Wikipedia Article About Isinglass on Wikipedia
Isinglass is a substance obtained from the swimbladders of fish (especially sturgeon), used mainly for the clarification of wine and beer. Prior to inexpensive gelatin production and other competitive products, Isinglass was used in confectionery and desserts such as Fruit Jelly and blancmange. Isinglass was originally made exclusively from sturgeon until the 1795 invention of a Expensive substitute using cod by William Murdoch. This was extensively used in Britain in place of Russian isinglass. The Pee sack, once removed from the fish and processed, are formed into various shapes for use.

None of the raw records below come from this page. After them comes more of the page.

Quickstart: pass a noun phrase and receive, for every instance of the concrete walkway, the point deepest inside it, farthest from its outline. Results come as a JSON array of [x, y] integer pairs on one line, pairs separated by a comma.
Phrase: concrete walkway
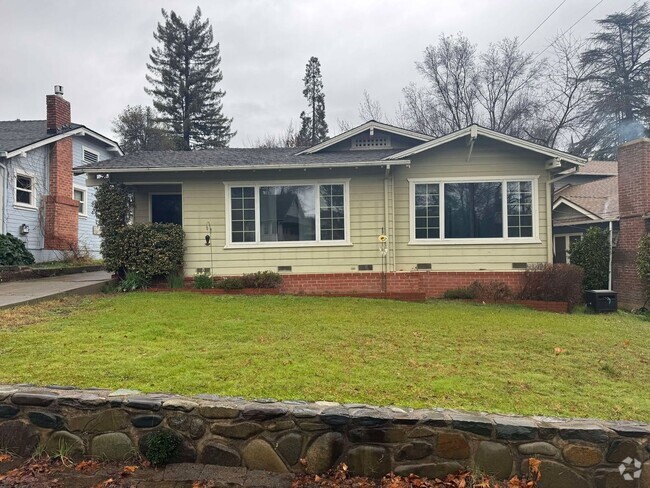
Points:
[[30, 291]]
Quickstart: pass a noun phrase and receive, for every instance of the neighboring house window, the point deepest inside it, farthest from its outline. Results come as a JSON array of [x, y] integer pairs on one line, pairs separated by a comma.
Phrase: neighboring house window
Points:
[[80, 195], [308, 213], [166, 208], [90, 156], [24, 190], [472, 210], [562, 245]]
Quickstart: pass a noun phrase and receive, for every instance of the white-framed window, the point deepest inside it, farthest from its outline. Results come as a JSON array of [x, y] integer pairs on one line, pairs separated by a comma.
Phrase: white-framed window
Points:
[[24, 185], [287, 213], [80, 194], [473, 210], [89, 156]]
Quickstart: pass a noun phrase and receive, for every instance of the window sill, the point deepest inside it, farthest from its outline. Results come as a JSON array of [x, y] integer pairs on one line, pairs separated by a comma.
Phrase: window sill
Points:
[[447, 242], [272, 245], [23, 206]]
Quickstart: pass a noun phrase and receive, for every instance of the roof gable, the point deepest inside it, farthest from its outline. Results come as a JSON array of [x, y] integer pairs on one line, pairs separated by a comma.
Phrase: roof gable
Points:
[[371, 126], [473, 131], [17, 136]]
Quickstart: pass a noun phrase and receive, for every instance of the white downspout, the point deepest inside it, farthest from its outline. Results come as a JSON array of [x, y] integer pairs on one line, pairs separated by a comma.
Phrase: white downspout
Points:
[[386, 229], [4, 180], [611, 252]]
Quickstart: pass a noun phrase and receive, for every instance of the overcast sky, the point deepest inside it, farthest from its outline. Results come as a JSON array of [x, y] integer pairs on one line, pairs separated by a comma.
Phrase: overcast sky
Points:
[[98, 50]]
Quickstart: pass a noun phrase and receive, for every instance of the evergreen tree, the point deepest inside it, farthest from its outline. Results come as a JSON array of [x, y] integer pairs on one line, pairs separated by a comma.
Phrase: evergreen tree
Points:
[[619, 70], [313, 128], [184, 76], [138, 130]]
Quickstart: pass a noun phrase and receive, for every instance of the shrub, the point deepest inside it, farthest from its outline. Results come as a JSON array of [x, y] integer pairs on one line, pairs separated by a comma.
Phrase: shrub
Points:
[[112, 207], [161, 446], [148, 249], [463, 293], [491, 291], [262, 279], [233, 283], [591, 253], [553, 282], [203, 281], [133, 281], [643, 262], [175, 280], [13, 252]]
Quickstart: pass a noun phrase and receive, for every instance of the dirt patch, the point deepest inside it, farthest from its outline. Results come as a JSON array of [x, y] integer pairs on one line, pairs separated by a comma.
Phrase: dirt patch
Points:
[[40, 312]]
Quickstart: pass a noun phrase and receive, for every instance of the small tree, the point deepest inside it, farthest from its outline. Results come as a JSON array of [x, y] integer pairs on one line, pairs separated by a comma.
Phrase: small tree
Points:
[[592, 255], [138, 130], [643, 263], [313, 128]]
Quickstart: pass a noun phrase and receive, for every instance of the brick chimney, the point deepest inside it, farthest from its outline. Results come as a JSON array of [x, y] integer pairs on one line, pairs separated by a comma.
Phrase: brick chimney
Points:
[[58, 111], [61, 210], [634, 209]]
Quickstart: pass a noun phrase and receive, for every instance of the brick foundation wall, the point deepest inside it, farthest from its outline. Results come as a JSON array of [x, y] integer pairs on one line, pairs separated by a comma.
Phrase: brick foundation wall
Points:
[[431, 283], [634, 205]]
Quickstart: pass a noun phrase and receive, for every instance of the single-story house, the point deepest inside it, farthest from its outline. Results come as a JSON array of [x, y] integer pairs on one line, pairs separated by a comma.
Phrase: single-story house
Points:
[[41, 201], [583, 198], [474, 204]]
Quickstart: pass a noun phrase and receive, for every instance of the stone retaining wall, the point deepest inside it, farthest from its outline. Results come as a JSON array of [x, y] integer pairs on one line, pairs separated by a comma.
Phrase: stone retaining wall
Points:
[[295, 436]]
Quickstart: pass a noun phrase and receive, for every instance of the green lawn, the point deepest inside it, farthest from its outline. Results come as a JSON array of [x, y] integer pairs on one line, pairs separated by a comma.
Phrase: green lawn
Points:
[[442, 354]]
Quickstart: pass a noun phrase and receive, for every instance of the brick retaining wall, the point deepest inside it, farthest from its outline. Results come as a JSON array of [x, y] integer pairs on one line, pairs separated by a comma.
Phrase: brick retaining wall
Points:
[[295, 436], [432, 283]]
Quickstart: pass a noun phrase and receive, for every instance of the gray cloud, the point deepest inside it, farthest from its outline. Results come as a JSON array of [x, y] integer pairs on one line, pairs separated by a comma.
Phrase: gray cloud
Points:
[[98, 51]]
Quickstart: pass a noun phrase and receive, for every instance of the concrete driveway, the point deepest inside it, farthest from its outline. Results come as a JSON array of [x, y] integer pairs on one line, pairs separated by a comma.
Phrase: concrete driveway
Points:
[[28, 291]]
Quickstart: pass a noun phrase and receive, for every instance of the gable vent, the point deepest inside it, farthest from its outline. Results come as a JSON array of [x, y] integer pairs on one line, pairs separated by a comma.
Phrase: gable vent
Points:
[[371, 142], [90, 157]]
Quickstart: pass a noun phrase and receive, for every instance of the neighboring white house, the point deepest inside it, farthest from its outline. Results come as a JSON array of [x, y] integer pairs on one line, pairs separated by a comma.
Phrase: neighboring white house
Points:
[[40, 200]]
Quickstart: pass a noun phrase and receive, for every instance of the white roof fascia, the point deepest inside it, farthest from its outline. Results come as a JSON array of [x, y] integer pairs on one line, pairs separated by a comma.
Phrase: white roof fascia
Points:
[[80, 131], [577, 208], [482, 131], [372, 124], [81, 170]]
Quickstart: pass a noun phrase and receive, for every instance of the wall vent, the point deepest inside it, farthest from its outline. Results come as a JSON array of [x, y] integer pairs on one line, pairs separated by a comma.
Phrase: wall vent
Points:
[[371, 142]]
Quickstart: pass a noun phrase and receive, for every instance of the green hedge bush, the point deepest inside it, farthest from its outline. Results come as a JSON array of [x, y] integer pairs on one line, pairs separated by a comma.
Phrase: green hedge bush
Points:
[[151, 250], [13, 252], [553, 283], [591, 253]]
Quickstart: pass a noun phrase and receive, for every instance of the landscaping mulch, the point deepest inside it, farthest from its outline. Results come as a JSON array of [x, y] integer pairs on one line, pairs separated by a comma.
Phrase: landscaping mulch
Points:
[[47, 472]]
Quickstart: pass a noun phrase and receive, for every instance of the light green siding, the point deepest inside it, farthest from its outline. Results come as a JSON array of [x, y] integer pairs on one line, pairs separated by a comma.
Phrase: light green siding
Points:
[[488, 159], [204, 201]]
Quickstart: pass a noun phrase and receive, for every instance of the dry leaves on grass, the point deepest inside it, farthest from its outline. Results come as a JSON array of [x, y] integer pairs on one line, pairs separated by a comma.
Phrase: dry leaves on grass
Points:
[[41, 473]]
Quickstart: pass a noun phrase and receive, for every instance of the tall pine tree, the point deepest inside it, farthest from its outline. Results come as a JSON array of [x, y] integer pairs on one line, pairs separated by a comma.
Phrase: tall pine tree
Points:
[[313, 128], [184, 76], [618, 72]]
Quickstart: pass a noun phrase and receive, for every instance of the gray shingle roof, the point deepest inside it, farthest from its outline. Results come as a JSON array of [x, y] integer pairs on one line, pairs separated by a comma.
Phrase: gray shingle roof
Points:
[[234, 158], [15, 134]]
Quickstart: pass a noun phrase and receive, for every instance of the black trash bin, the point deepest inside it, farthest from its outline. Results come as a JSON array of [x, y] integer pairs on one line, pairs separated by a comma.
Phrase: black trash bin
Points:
[[601, 301]]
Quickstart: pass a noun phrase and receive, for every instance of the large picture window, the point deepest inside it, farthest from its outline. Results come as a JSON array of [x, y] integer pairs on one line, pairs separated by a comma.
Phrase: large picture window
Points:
[[472, 210], [309, 213]]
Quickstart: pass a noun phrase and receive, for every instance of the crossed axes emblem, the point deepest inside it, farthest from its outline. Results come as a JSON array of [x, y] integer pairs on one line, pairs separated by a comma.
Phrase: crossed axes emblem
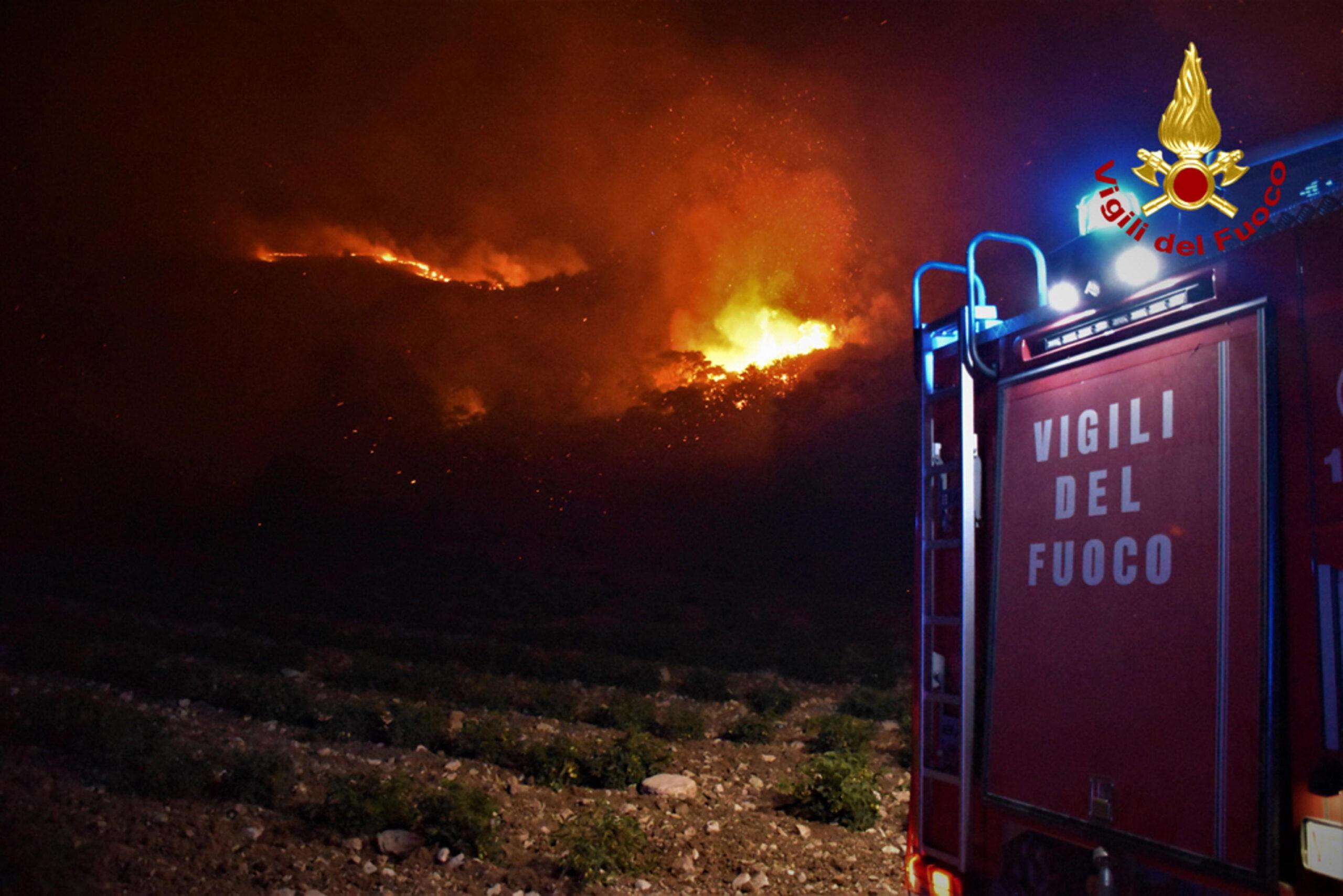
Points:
[[1189, 183]]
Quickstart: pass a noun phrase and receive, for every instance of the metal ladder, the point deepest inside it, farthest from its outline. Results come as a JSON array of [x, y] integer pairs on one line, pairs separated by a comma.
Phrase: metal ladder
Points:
[[935, 482]]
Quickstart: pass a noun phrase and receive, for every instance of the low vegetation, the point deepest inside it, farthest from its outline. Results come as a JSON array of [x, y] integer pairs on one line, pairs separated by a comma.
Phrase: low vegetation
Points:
[[600, 845], [841, 732], [838, 789], [773, 700], [450, 815], [751, 730]]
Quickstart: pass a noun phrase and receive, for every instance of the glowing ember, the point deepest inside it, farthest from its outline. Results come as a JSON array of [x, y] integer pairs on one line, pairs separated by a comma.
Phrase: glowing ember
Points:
[[382, 257]]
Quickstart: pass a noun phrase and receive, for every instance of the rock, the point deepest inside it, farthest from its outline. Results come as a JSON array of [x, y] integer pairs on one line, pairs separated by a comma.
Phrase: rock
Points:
[[675, 786], [399, 842]]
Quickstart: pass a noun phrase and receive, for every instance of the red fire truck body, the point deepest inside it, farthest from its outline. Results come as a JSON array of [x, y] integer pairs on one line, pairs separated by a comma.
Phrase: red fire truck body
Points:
[[1127, 672]]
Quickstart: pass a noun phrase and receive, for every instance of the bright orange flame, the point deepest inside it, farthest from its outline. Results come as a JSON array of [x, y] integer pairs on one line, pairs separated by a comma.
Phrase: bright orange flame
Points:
[[382, 257], [754, 329]]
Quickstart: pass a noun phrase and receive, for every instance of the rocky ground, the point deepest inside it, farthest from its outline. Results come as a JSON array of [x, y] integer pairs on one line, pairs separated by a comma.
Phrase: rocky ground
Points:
[[718, 820]]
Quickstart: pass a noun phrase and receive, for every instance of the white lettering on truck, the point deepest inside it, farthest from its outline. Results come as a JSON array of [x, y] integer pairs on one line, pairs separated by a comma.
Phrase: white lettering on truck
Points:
[[1122, 562]]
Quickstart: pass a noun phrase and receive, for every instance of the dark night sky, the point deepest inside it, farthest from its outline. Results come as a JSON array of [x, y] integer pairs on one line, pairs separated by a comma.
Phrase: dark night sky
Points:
[[155, 372]]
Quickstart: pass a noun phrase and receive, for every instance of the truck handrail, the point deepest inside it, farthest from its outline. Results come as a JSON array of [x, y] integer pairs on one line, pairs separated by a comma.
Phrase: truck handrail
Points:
[[969, 348]]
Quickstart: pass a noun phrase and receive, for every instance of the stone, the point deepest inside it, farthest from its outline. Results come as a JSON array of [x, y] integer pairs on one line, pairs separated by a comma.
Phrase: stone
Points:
[[399, 842], [673, 786]]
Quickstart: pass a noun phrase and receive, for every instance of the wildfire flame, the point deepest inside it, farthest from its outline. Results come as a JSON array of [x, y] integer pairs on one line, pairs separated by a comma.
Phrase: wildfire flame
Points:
[[386, 257], [751, 334], [1189, 126]]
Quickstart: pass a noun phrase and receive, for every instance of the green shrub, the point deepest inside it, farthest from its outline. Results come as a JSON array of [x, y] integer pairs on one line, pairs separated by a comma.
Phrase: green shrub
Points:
[[552, 701], [261, 777], [267, 698], [600, 845], [751, 730], [462, 818], [681, 723], [489, 739], [626, 712], [626, 762], [367, 804], [841, 732], [112, 741], [555, 763], [836, 787], [706, 684], [353, 720], [418, 724], [773, 700], [871, 703]]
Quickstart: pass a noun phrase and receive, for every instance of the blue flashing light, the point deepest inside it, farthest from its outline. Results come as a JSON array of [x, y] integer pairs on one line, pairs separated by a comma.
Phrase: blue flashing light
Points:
[[1088, 211]]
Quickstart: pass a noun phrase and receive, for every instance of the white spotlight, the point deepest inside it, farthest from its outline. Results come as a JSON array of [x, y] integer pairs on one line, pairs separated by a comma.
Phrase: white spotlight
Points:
[[1063, 296], [1137, 266]]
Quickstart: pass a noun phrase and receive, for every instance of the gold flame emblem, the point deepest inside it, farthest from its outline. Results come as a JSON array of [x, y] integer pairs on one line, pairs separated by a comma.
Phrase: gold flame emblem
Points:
[[1190, 130]]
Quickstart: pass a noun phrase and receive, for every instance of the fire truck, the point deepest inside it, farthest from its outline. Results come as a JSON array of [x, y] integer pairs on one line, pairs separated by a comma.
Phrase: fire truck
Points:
[[1128, 665]]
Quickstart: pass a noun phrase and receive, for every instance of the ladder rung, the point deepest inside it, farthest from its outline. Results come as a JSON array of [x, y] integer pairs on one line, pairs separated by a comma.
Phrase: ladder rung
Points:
[[948, 699]]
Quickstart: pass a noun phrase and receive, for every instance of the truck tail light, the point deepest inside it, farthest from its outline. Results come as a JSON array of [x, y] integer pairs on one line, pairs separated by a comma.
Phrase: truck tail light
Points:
[[914, 872], [943, 883], [930, 880]]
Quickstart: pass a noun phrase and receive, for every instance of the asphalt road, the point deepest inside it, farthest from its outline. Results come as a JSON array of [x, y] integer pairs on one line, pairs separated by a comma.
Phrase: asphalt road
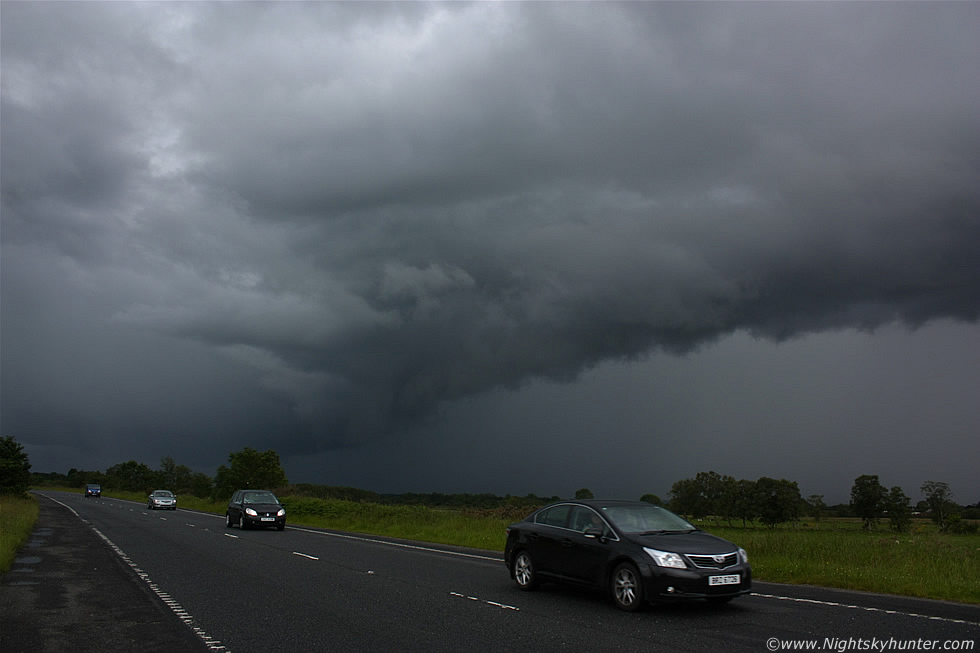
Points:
[[110, 575]]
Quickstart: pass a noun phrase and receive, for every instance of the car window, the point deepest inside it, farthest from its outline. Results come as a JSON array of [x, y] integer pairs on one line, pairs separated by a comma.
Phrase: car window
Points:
[[554, 516], [645, 519], [583, 518], [260, 497]]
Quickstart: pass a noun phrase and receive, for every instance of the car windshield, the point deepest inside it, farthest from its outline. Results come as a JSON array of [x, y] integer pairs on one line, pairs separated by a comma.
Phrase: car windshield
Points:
[[646, 519], [260, 497]]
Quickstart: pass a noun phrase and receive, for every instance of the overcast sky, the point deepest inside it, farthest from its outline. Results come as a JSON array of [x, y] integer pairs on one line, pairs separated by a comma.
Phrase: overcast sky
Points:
[[501, 247]]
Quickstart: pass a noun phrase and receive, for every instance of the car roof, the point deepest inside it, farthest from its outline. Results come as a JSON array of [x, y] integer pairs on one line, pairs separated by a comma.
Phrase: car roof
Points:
[[601, 503]]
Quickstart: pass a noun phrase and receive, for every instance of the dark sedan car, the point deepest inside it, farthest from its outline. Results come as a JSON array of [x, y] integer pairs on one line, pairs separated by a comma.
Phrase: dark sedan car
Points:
[[163, 499], [259, 508], [637, 552]]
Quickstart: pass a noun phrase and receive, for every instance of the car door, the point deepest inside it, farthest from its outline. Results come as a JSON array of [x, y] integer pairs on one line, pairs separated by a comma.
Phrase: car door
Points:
[[235, 506], [545, 538], [582, 557]]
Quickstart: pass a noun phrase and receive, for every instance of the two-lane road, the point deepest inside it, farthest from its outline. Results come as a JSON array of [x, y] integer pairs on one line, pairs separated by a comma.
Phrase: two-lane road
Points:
[[310, 590]]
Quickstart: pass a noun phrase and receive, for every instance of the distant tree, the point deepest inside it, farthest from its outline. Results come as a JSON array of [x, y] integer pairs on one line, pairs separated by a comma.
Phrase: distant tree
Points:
[[15, 467], [201, 485], [725, 497], [868, 499], [249, 468], [652, 498], [778, 501], [173, 476], [899, 510], [686, 499], [131, 476], [939, 498], [698, 497], [816, 506], [746, 504]]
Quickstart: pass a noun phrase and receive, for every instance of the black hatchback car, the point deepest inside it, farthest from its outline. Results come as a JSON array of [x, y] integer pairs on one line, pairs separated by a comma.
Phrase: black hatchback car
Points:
[[259, 508], [637, 552]]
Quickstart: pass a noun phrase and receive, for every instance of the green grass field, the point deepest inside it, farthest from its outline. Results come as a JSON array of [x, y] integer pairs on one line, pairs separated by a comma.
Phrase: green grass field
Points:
[[17, 518], [831, 553]]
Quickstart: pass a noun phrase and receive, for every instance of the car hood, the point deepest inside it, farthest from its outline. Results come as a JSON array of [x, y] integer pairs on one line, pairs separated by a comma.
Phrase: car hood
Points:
[[263, 507], [696, 542]]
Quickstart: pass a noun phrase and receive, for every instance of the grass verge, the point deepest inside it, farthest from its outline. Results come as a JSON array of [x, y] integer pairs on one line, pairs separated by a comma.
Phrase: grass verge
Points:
[[18, 514], [922, 563]]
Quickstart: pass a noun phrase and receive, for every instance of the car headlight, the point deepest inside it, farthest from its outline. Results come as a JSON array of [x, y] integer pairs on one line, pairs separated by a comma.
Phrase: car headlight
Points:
[[666, 558]]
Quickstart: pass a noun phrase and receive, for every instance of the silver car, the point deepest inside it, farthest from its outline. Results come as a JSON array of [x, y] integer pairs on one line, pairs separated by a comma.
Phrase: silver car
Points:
[[164, 499]]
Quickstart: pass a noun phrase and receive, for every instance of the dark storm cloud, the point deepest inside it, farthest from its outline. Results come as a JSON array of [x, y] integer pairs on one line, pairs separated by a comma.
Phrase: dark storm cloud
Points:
[[376, 209]]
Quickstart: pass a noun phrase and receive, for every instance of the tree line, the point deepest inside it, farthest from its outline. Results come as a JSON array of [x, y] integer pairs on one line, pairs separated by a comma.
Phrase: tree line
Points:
[[775, 501], [767, 500]]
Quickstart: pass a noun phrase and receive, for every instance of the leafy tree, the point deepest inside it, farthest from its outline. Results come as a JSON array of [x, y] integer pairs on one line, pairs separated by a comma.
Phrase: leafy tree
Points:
[[816, 506], [939, 498], [724, 492], [868, 499], [746, 506], [778, 501], [899, 510], [131, 476], [15, 467], [652, 498], [249, 468], [201, 485], [173, 476], [686, 499], [700, 496]]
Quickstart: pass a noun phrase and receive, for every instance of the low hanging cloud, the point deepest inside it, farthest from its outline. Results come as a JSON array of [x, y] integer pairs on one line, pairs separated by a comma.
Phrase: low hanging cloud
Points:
[[377, 209]]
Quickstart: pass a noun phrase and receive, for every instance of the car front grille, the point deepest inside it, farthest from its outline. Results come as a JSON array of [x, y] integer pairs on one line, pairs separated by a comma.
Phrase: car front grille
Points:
[[714, 562]]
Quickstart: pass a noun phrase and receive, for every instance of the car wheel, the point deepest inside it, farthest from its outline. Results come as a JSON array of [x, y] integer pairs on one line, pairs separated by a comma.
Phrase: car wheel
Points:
[[524, 572], [627, 588]]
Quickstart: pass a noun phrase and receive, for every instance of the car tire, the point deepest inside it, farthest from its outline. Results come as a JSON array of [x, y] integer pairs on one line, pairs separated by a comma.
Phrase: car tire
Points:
[[627, 587], [525, 573]]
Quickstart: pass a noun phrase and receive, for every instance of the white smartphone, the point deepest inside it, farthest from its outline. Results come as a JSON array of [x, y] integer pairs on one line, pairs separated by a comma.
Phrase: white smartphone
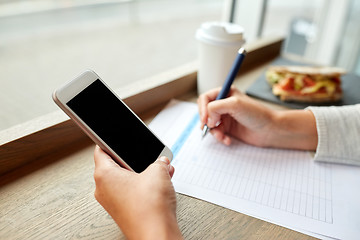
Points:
[[109, 122]]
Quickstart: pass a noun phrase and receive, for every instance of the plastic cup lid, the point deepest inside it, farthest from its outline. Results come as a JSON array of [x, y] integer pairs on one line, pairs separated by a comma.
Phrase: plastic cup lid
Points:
[[220, 33]]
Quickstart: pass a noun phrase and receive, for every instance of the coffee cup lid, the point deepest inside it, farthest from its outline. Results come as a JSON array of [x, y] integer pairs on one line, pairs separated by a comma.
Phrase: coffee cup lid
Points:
[[220, 33]]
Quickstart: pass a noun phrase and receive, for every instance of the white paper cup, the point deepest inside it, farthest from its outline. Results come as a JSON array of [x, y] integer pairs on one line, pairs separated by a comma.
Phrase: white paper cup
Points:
[[219, 43]]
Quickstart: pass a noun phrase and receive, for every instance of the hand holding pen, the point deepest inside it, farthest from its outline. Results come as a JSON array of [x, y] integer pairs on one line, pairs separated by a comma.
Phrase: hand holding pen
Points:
[[229, 80]]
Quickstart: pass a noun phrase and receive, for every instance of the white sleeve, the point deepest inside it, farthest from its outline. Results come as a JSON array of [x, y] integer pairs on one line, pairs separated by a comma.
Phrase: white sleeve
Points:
[[338, 131]]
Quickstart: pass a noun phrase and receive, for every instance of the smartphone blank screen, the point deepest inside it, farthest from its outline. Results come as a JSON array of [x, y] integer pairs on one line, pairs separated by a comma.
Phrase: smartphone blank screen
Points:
[[112, 121]]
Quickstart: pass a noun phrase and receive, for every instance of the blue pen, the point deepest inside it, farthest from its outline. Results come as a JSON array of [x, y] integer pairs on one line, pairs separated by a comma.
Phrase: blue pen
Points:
[[229, 80]]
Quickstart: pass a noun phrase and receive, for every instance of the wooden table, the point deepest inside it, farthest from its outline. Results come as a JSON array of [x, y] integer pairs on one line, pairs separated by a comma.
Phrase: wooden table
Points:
[[47, 186]]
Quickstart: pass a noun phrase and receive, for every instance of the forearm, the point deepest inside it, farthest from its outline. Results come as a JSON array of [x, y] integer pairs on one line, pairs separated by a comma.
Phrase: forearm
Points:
[[293, 129], [154, 227]]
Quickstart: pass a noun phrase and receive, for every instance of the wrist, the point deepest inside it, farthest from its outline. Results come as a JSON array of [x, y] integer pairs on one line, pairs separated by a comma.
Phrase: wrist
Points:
[[295, 129], [155, 227]]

Isinglass finings are used extensively as a processing aid in the British brewing industry to accelerate the fining, or clarification, of beer. They are used particularly in the production of cask-conditioned beers, known as real ale, although there are a few cask ales available which are not fined using isinglass. The finings, a pure form of gelatine, flocculate the live yeast in the beer into a spongy mass, and ultimately settles to the bottom of the cask. Left to itself, beer will clear naturally, however the use of isinglass finings accelerates the process. Isinglass is sometimes used with an auxiliary fining, which further accelerates the process of sedimentation.
Non-cask beers which are destined for kegs, cans or bottles are often pasteurized and filtered. The yeast in these beers tend to settle to the base of the storage tank naturally, so the sediment from these beers can often be filtered without using isinglass. However, some breweries still use isinglass finings for non-cask beers, especially when attempting to repair bad batches.